Homework 10 in STAT400 @ CSU


Be sure to set.seed(400) at the beginning of your homework.

  1. Suppose \(X_1, \dots, X_{n}\) is a random sample from a \(N(\mu, \sigma^2)\) distribution. Consider the test \(H_0: \mu = 500\) vs. \(H_a = \mu \not= 500\) with \(\alpha = 0.05\). Then under the alternative hypothesis, \[ T^* = \frac{\overline{X} - 500}{s/{\sqrt{n}}} \sim t_{n - 1}. \] for \(\mu_a \not= 500\). We will examine the impact of effect size on power. Use \(m = 1000\) for the number of Monte Carlo replications and \(\sigma = 100\).

    1. Set \(n = 20\). Plot the estimated power or \(\mu_a\) ranging between \(350\) to \(650\).
    2. Set \(n = 100\) and repeat part a. Plot both power curves on the same plot. What happens to power as \(n\) increases?
    3. What is the estimated power when \(\mu_a = 450\) for \(n = 20\) and \(n = 100\)?
    4. When \(n = 20\), what effect size will you need to achieve power of approximately \(0.80\)?
  2. We will use the CommuteAtlanta data in the Lock5Data package in R. For information on the data, use the following commands.

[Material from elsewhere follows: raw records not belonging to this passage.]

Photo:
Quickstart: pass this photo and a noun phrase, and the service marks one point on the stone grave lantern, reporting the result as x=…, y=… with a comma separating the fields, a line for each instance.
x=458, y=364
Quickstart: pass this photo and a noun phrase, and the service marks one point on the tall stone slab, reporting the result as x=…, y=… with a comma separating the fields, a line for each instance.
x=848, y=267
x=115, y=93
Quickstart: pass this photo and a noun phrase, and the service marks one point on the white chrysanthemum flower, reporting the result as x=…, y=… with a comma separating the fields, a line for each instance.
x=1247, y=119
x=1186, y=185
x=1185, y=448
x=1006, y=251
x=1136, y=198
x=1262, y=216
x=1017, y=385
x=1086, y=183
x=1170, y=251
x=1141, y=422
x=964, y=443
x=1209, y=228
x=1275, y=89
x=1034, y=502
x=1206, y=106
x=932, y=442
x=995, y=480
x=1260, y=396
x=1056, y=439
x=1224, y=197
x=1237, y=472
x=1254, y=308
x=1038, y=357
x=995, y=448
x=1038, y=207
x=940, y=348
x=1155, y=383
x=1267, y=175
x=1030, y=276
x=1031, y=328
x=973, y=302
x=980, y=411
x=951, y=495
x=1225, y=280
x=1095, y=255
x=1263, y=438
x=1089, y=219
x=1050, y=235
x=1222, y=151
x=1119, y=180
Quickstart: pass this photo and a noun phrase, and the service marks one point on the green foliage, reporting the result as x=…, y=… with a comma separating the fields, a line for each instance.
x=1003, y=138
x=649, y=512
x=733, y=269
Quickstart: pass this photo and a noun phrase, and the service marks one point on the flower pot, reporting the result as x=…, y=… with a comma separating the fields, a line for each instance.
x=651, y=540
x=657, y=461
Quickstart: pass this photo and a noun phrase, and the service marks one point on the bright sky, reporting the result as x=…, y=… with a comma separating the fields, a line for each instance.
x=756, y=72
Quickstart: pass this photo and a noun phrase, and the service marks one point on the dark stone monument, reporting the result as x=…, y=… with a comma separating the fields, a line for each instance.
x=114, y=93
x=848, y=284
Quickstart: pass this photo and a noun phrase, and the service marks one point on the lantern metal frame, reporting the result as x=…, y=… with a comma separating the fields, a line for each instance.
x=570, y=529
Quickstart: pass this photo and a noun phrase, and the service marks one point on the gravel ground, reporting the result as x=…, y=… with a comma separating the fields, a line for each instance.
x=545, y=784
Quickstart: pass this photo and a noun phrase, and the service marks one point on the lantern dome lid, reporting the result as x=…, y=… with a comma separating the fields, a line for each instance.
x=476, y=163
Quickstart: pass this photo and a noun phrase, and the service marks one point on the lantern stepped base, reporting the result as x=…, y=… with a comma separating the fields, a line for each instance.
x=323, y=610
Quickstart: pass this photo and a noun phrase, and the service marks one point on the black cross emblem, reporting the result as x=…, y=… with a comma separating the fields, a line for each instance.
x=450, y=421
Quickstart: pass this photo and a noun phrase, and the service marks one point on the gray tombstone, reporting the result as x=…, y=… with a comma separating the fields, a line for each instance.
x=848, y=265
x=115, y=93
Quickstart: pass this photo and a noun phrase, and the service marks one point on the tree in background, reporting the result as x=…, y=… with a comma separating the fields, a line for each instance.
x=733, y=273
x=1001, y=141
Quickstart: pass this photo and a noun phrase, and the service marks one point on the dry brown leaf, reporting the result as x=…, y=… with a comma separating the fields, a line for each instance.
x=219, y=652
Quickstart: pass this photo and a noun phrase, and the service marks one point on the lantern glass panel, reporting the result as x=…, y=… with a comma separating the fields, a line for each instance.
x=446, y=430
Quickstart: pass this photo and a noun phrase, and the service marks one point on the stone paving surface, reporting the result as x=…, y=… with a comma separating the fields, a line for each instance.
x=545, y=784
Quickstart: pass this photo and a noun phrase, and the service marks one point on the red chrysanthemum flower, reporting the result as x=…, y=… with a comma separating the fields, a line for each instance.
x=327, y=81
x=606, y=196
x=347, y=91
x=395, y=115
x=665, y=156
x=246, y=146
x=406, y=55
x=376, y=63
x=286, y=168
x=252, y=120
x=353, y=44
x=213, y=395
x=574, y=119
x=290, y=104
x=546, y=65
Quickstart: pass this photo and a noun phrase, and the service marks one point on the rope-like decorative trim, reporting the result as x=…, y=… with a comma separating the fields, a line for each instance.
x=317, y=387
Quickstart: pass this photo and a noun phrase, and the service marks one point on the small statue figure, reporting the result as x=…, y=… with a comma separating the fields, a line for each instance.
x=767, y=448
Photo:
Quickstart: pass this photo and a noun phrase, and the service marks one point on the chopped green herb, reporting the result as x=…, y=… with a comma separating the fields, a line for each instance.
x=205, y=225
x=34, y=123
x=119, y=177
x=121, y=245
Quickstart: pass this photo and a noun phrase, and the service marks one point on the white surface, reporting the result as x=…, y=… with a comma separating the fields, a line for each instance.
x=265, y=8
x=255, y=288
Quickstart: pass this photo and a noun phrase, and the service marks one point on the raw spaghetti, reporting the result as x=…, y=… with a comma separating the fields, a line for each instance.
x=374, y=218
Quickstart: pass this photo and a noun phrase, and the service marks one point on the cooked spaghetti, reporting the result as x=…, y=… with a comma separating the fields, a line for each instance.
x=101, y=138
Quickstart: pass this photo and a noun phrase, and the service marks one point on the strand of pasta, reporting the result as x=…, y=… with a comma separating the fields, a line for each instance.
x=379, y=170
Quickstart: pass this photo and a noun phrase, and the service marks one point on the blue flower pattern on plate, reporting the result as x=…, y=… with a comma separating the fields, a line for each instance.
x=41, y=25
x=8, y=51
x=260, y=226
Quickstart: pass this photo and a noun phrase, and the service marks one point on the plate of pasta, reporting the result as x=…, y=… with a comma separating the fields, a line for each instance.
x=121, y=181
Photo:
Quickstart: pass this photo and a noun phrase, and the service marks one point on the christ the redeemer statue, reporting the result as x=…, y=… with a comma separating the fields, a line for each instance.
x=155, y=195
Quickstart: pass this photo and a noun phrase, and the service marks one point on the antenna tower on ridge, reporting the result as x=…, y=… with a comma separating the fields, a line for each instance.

    1. Draw a histogram of the commute times. Describe the distribution.
    2. Approximate the sampling distribution of the mean of the commute times based on \(B = 2000\) bootstrap samples. Plot the histogram of the bootstrap samples. Describe the distribution.
    3. Use bootstrapping to estimate the standard error and the bias of the mean of commute times.
    4. Compare your estimates in c. to the estimates of the standard error of the mean and the bias of the mean based on theory. (You can use your prior knowledge of the theory or derive these quantities).

Turn in in a pdf of your homework to canvas. Your .Rmd file on rstudio.cloud will also be used in grading, so be sure they are identical and reproducible.